RESEARCH SCHOOL OF FINANCE, ACTUARIAL STUDIES AND STATISTICS
REGRESSION MODELLING
(STAT4038/STAT6038)
Assignment 1 for Semester 1, 2023
Due date: 3:00 pm (Canberra time) on Friday, 31 March 2023
INSTRUCTIONS:
This assignment is worth 15% of your overall marks for this course.
You must complete this assignment by yourself. If you copy someone else’s work or
allow your work to be copied, you will receive a mark of zero for the assignment and
risk very severe academic consequences.
Your report should be submitted to Turnitin on Wattle as a single pdf document (less
than 25MB), including the following:
1. The assignment cover sheet (available to download from Wattle).
2. Your assignment (a maximum of 10 pages).

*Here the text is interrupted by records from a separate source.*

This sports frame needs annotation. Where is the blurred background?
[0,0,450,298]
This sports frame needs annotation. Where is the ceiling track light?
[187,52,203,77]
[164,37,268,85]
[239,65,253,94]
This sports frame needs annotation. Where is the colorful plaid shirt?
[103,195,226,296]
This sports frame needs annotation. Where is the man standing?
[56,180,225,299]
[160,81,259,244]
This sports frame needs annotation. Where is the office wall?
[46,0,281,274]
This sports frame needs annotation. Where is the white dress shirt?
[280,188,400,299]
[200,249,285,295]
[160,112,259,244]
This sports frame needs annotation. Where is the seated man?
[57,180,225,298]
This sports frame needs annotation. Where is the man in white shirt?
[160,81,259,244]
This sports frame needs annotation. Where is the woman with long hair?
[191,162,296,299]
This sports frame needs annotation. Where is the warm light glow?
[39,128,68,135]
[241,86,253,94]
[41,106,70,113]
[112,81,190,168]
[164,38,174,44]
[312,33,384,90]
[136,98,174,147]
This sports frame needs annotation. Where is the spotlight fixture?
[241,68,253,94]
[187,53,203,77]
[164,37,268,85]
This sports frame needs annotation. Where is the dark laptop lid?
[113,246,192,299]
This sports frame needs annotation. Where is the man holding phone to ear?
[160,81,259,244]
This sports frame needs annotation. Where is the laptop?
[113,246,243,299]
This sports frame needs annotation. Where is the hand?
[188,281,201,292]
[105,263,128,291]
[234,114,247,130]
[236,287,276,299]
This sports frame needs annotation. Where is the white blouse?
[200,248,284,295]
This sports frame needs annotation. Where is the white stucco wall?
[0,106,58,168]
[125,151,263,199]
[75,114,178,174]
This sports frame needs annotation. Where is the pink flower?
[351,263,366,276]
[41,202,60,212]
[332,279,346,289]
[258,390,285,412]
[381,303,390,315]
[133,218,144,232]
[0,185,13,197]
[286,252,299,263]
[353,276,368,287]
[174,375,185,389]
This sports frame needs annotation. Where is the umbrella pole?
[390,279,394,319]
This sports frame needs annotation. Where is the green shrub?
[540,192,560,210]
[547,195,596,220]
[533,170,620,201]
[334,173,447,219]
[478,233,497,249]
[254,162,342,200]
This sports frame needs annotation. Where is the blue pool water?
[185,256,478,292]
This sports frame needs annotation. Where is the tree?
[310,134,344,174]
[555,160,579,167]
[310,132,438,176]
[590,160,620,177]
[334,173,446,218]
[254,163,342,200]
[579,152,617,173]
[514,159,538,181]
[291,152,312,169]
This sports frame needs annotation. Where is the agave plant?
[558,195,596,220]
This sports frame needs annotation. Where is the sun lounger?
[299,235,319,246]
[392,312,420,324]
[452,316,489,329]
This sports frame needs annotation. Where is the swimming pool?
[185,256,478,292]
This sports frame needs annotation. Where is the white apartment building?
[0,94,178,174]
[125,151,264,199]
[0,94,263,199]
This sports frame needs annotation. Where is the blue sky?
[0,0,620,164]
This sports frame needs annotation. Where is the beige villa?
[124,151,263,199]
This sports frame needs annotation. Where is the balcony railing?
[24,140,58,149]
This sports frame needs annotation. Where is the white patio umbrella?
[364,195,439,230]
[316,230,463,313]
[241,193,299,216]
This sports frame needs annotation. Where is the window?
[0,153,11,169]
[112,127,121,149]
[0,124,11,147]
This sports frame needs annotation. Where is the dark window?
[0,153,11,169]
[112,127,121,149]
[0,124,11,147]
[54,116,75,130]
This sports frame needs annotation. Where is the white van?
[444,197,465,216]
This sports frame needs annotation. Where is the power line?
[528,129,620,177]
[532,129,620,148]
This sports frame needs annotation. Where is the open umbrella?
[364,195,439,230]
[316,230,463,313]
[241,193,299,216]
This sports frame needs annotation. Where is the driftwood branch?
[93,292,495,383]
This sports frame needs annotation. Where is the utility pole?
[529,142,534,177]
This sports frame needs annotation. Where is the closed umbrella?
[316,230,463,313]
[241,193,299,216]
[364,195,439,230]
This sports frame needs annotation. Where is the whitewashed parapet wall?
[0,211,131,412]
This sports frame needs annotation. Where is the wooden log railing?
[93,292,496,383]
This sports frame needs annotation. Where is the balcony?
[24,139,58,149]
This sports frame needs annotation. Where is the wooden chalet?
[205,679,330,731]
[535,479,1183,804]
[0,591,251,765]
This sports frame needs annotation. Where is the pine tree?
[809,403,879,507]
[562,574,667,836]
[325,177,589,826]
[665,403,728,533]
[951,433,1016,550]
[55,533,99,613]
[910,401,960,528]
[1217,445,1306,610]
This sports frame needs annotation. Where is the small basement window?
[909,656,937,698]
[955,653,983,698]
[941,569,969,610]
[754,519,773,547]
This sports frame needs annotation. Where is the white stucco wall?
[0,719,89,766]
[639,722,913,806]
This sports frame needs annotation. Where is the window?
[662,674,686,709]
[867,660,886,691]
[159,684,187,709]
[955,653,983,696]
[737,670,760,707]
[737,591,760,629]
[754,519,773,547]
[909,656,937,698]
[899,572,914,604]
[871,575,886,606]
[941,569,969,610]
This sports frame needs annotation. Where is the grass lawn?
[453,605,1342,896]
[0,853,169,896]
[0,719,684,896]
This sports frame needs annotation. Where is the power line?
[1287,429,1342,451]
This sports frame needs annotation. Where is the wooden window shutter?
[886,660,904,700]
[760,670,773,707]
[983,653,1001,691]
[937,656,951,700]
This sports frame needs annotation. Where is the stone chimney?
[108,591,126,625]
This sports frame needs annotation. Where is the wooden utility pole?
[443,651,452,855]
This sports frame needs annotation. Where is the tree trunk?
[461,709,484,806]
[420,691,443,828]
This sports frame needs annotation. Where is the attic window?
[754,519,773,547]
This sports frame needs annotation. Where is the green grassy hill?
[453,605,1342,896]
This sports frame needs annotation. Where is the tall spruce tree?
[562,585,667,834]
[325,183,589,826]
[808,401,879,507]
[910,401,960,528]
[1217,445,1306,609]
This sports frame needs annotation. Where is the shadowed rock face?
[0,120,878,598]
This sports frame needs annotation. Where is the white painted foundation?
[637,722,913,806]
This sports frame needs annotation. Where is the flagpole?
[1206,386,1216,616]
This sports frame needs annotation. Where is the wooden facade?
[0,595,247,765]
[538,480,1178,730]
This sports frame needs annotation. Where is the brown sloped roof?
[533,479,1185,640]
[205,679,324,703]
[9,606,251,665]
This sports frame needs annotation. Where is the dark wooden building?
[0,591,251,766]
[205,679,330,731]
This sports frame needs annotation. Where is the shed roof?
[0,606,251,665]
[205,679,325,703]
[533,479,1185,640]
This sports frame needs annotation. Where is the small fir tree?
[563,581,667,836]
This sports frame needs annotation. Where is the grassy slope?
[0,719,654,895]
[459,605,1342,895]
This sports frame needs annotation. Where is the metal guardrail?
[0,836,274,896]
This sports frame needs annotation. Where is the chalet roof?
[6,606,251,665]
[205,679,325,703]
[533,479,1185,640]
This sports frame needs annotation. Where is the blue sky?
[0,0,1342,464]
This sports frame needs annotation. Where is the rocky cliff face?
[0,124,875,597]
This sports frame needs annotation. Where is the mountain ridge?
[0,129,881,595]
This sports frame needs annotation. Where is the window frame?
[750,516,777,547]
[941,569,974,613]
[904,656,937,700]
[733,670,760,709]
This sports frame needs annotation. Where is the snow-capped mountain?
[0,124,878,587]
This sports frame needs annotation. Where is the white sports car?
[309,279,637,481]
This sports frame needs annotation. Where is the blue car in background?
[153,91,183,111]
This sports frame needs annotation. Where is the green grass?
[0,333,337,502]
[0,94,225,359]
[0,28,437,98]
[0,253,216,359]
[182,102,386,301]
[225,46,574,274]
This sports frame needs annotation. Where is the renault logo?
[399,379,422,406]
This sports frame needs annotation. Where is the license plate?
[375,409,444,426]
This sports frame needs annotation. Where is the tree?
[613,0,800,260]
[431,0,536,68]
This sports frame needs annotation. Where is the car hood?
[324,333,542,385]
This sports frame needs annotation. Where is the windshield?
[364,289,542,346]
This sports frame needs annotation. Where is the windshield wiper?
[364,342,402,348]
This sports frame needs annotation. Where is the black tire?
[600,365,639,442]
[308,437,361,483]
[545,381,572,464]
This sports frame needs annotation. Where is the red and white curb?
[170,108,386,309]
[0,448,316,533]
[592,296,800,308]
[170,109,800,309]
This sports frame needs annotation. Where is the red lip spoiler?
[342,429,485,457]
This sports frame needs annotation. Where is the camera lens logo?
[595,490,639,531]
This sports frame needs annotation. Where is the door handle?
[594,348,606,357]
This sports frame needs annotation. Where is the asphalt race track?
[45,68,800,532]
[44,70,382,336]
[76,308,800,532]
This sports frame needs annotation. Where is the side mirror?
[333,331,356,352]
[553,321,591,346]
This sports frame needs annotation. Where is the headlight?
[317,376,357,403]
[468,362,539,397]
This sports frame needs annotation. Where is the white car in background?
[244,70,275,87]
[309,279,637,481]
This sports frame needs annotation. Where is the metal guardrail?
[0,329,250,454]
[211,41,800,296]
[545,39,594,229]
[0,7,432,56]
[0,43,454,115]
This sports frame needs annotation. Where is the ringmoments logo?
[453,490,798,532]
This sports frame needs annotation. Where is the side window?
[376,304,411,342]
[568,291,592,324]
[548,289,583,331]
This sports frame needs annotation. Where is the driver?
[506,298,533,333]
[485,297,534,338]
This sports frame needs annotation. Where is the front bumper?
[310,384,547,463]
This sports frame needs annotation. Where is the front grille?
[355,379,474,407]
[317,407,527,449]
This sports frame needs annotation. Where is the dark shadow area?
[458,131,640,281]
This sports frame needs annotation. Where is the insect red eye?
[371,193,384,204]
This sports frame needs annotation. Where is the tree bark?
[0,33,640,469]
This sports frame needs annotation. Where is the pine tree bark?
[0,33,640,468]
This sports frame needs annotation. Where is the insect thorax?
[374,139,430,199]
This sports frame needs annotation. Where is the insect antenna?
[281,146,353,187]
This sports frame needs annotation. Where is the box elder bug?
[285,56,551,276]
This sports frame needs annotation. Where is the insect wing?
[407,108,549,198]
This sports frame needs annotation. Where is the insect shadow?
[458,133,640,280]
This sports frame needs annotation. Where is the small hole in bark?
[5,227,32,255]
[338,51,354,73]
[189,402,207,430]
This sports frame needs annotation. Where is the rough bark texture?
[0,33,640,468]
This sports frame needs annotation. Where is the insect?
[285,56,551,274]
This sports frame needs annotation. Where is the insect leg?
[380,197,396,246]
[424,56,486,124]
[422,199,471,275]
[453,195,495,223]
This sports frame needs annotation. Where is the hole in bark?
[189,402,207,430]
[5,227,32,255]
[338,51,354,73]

3. An appendix including the R codes you used. Failure to upload the R code will
result in a penalty.
When submitting your assignments, please ensure that they are typed. You may
include some edited R output, such as graphs and tables, showing the results of your
data analysis and a discussion of these results. Additionally, you may include carefully
selected code to support your analysis. It is important to be selective about what you
present and only include as many pages and as much R output as necessary to justify
your solution. Please label each part of your report with the corresponding question
number to make it easier for the reader to follow your work.
Unless otherwise advised, use a significance level of 5%. Round numeric answers to 4
decimal places (e.g., 0.0012).
To ensure that your report is concise and meets the expectations of the assignment,
please follow the instructions carefully. Note that marks may be deducted if the
instructions are not strictly followed. Specifically, the report should be no longer than
10 pages, including graphs and tables. However, you may include an appendix in
addition to the 10-page limit. Please note that the appendix will not be assessed but
will be checked only if there is a question about what you have actually done.
Name your report “Course code-Uid”, e.g., “STAT2008-u1234567”.
To avoid any unexpected issues, such as internet connectivity problems, please aim to
submit your assignment at least 15 minutes before the deadline.
Please note that late submissions will NOT be accepted. If you require an extension, it
will be granted on medical or compassionate grounds, provided that appropriate
evidence is produced. However, obtaining the lecturer’s permission for an extension
at least 24 hours before the deadline is essential.
Analysing Used Car Prices with Simple Linear Regression
You have been provided with a dataset containing information on 818 used Toyota cars. The data
includes the year of manufacture (Year), model name (Model), odometer reading in kilometres
(Odometer), transmission type (Transmission), power type (Power), and the asking price in $AUD for
each car (AskPrice). Your goal is to use simple linear regression to analyze the data and answer the
following questions:
1. Is a seller asking a reasonable price for the car?
2. Is the seller asking a lower price than the market price for the car?
3. Is the seller asking a higher price than the market price for the car?
Therefore, we will be using the asking price of a vehicle as the response variable and the odometer
reading and the year it was manufactured as the predictor variables in this assignment.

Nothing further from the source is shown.